On Thursday morning there were 13 of us with 10 bikes and we’d planned to join up with three other friends on the way to make a group of 12 bikes.
We decided to enter France via one of the most spectacular routes, the Maddalena Pass, plunged deep within the province of Cuneo. The road quickly sped by beneath our wheels and, after having a bite to eat on the outskirts of Cuneo town, we set off towards the wide bends of the Stura Valley, passing through some delightful countryside. The mountain pass greeted us with more than two metres of snow. The sky was clear, there wasn’t a cloud to be seen, the temperature was perfect, cool but not too cold, and the tarmac had managed to withstand the harsh winter with only a few holes to look out for.
Once we’d taken the compulsory photo we crossed the top of the pass and arrived in France with a long, wide, breathtaking drop towards Barcellonette, the regional capital and the place to go for anyone who wants to experience the Mercantour Alps.
Having got lost but then found our way on the road that we’d decided to follow, we started our ascent to the Col d’Allos (2,240 metres). Not many of us knew what to expect: a long 25km climb through forests, abandoned villages, hairpin bends with sheer drops over deep ravines, but no traffic whatsoever and tremendous views. As we gradually got higher and higher up, the amount of snow on the sides of the roads increased, until the last 500 metres of our climb where we passed through two walls of snow more than two metres high. The strange thing was that the walls were perfectly square and it was as if we were in a large cool box: around the bend we came across a snow plough. We were later told why: the mountain pass had been closed due to the snow until 5pm that day. We passed through it at 5:20pm. The descent was an adventure to top all others and after hairpin bends enclosed by two walls of snow, grit in the middle of the road, water from thawed ice and even a snowslide blocking most of the roadway, we arrived in Colmars, a well-known ski resort situated at the source of the Verdon river.

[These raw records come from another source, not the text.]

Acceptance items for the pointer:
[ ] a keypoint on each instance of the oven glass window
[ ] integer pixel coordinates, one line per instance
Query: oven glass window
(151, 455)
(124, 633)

We travelled down the Verdon Valley along a road of gentle bends, which allowed us to relax and enjoy the glorious temperature and the superb countryside. The Verdon is famous for the gorges it has carved in the sandstone about 20km downstream, but near our first destination an impressive dam already formed a series of emerald-green lakes.
Castellane was our first stop and where we spent the night. We were convinced we’d managed to bring our Harleys to places where very few Harleys had been before, which gave us all reason to feel very proud of ourselves. The next day we were greeted by the wonderful sight of the Verdon Gorge. Once we’d crossed the bridge at the point where the Verdon flows into the large lake, we turned left on to one of five roads rated the most beautiful in Europe: the D19 towards Comps. From there, crossing the Var and entering Provence, the descent towards St. Maxime and the sea in the Gulf de St-Tropez lead us to our final destination of Port Grimaud, home of the Harley-Davidson Euro Festival.
On Sunday morning, after two days surrounded by bikers from all over Europe, we experienced our final thrill: the parade through the applauding crowds brought tears of emotion to our eyes.